# Skullcroft 2010



## Hellvin (Jul 6, 2008)

Welcome children to Skullcroft!

The approach to the front gate









Skulls a poppin'









Guard Gargoyle









The back 40









Ding-dong, Trick or Treat









More photos here...
Skullcroft 2010 pictures by KLF66 - Photobucket


----------



## kevin242 (Sep 30, 2005)

Thats a nice looking haunt you've got there!


----------



## jdubbya (Nov 6, 2005)

Very very cool! Great job on the lighting and everything is well placed! Nice work!


----------



## IMU (Apr 8, 2009)

Very nice job with your display!


----------



## fick209 (Aug 31, 2009)

I really like that gargoyle!
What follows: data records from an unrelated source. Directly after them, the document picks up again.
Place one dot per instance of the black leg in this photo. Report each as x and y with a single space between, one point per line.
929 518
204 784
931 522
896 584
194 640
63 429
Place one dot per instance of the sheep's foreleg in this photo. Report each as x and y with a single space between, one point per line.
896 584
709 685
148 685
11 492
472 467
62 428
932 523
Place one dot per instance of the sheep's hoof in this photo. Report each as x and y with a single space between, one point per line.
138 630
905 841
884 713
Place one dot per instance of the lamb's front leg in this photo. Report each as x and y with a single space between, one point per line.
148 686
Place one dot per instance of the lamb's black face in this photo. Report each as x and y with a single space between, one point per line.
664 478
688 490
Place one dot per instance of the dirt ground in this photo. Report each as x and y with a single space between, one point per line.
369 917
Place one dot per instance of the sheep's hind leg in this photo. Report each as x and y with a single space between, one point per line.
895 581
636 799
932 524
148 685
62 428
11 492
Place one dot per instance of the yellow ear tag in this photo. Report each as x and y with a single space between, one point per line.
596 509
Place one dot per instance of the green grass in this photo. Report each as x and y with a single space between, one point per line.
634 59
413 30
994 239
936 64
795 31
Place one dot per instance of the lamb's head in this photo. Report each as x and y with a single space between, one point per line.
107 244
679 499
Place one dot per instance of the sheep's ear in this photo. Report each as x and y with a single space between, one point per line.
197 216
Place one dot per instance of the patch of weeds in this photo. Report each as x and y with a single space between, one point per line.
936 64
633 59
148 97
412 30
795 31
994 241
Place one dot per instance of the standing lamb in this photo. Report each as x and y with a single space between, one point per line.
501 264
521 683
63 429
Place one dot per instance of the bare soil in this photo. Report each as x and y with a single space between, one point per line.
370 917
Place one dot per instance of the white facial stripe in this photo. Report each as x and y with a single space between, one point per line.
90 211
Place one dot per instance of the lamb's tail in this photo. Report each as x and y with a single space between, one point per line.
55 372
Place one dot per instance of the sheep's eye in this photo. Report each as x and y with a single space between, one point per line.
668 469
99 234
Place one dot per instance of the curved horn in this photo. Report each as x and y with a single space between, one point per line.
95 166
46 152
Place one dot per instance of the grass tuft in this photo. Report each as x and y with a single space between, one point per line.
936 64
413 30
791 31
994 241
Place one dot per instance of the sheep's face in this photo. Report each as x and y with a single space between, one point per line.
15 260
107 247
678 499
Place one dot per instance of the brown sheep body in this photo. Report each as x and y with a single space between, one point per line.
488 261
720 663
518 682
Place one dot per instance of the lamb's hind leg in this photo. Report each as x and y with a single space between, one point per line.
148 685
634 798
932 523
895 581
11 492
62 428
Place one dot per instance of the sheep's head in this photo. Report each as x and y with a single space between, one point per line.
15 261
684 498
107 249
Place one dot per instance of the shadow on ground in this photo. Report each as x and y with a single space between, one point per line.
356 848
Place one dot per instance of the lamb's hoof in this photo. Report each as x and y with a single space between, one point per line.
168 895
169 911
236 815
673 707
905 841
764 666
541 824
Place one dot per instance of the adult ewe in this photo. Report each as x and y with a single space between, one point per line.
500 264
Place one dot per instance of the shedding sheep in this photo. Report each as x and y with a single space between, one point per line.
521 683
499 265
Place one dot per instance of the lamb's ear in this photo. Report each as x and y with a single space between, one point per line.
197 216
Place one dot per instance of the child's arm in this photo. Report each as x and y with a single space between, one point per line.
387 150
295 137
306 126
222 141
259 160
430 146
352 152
Very nice display, good job!


----------



## RoxyBlue (Oct 6, 2008)

I love the way you carved the jacks - very toothy

Skullcroft is gorgeous!


----------



## Eeeekim (Aug 14, 2009)

Very Cool! I like that eyeless pumpkin by the door a lot.


----------



## Hellvin (Jul 6, 2008)

Thanks all. The "Cheshire" pumpkin was my wife's creation and the "devil cat" gourd was my daughter's. Unfortunately, Cheshire met a dire fate at the hands of the roving midnight teenagers. He is now resting peacefully in the backyard compost. The little "lamps" were a last minute addition when I realized the tombstones & other objects in the yard were getting too far spread out and wouldn't be able to catch them all in the red & blue flood lights. They are nothing more than glass jars with votive candles.

Check out "Skull & Bone" ... http://skullandbone.com/tutorial_01.htm

It has been a great resource for myself in terms learning how to get lights set up and creating effects.


----------